大軍返回的當天晚上,程咬金就去了秦瓊府上,就當初秦懷玉和他被擋在多科城外血戰一天的事情。向秦瓊認錯。當日若不是他衝動,也不會惹得尉遲恭拒開城門,不放大家進去。
秦懷玉帶兵血戰一天的消息,房遺愛回來並未告知秦瓊夫婦。只是讓人傳了消息,說秦懷玉一切平安。
現在聽程咬金如此一說。秦夫人一想到當日當時的場景,臉上嚇得血色全無。身子搖晃著險些支撐不住,就連秦瓊的臉上都滿是掩飾不住的煞氣。
秦懷玉換完衣服趕過來的時候,程咬金的話頭已經挑開了,他想要再阻止已經來不及了,只能上前趕緊去勸慰父母,說自己不是好好的回來了麼。
房遺愛在隨著文武百官接駕的時候,只來得及跟秦懷玉通了聲氣,根本沒顧上叮囑程咬金和程懷亮父子兩個自己隱瞞了此事,就被李承乾給叫走了。
秦懷玉也因為初回京城,手上一堆事情還忙的有些亂,沒顧上跟程咬金和程懷亮父子通氣,誰能想到,程咬金會老實巴交的來秦府向秦瓊夫妻請罪。
看著程咬金擺出一副認打認挨的認錯態度,想到他當時也是心憂兒子,秦夫人心裡的怨氣少不得全都怪到了尉遲恭的頭上。
聽著秦懷玉不停的勸慰自己的夫人,一想到自己曾經差點兒失去這唯一的兒子,不常動氣的秦瓊,心中也滿是火氣。
且不說心中窩火的秦氏夫婦,就算是宮裡的李世民和長孫皇后兩人,見到兩個兒媳婦竟然被留在宮裡伺疾,本以為是自己當初被困在多科城,並且生病的消息,讓長孫皇后太過擔心了,這才累得她舊疾復發。
可是一番話說下來,李世民發覺不對,少不得讓李安陽私下去找香翠問話,沒有長孫皇后的授意,再加上事涉太子和兩位皇子,不是她一個宮女可以多嘴的,便規規矩矩的支應著李安陽,就是不肯說長孫皇后生病的始末。
聽了李安陽的講述,李世民心下疑慮更重,將魏王妃和齊王妃兩個叫到了近前,問話,只是具體的事情,閻宛如她們兩人也並不了解詳情,自然是說的雲山霧罩,不清不楚。
李世民聽聞中間涉及太子,便讓李安陽將才被打發會東宮的太子和太子妃全都叫來,想問問他們,自己將好好的皇后交給了他們夫妻,他們竟然孝敬長輩孝敬到舊疾復發!

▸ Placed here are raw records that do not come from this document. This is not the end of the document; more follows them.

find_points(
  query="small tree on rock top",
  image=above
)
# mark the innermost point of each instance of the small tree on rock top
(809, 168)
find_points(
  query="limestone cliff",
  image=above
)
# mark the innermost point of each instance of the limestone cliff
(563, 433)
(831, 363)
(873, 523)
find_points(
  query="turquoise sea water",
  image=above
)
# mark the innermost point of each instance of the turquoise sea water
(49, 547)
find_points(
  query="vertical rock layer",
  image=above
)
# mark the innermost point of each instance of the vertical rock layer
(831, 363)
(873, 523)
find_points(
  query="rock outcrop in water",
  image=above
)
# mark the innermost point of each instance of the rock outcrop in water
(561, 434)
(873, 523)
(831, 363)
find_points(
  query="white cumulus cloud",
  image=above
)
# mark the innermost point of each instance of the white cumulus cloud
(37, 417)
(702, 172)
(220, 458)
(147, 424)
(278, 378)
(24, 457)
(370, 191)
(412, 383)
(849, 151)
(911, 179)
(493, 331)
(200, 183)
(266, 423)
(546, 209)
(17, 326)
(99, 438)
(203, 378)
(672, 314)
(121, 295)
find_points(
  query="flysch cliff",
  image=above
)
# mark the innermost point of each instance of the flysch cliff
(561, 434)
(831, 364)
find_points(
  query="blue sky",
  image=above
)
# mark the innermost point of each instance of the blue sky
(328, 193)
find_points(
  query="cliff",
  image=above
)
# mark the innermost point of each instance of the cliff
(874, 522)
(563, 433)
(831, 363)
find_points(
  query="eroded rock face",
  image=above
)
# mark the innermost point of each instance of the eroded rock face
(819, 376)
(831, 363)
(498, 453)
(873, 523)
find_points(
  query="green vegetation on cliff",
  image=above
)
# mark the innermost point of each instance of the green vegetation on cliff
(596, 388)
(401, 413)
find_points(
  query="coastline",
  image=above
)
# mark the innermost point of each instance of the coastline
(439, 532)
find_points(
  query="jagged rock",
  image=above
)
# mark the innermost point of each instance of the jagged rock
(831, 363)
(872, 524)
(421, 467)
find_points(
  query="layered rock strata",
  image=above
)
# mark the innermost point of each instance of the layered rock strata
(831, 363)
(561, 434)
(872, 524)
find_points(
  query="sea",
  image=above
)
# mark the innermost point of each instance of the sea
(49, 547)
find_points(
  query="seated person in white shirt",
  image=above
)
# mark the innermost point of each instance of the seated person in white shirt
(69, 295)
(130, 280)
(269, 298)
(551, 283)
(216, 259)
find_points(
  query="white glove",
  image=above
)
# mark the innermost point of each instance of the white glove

從香翠那裡聽說李世民在查問她生病的始末,就連魏王妃和齊王妃都被叫去問話,長孫皇后少不得嘆息一聲,帶著滿面的愁思,讓香翠備下肩輿,去太極殿見駕,免得雲裡霧裡的,到時候李世民再遷怒到李承乾和武媚娘身上去。
不打聽清楚長孫皇后的生病始末,李世民心裡就像堵了點兒什麼似得。畢竟,經過孫芸娘多年的調理,只要不是情緒波動太大的話,孫芸娘說過,長孫皇后的氣疾,應該不會輕易復發。
偏偏在自己以為長孫皇后的病情不需要太擔心的時候,自己帶兵出去打了一場丈,長孫皇后就和恰巧的舊疾復發了,這讓他如何會不疑心?
長孫皇后趕到的時候,李安陽已經以離開了太極殿,親自去東宮請太子和太子妃前來問話。
打發了被李世民罰在偏殿思過的魏王妃和齊王妃,長孫皇后強打起精神來,將所謂男寵事件的始末,儘可能委婉的講給了李世民聽。
“二哥,泰兒不能再留在京城了。”偎在李世民的懷裡,長孫皇后憂心忡忡的低聲說道,“我怕,怕他們兄弟會……”
李世民自然知道長孫皇后沒說完的後半句話是個什麼意思,當年玄武門手足相殘的血腥之事,他一直都沒忘記。
仍然記得,當年自己一箭射進兄長心口時,自己的心是如何的痛,還有當時兄長臉上露出的解脫笑容。
小時候,他李世民心中最尊敬的不是父親李淵,而是兄長李建成,當年兩人也是兄弟和睦,兄友弟恭的典範,可是,是什麼時候,兄弟兩人的關係竟然發展到不得不刀兵相見的地步了?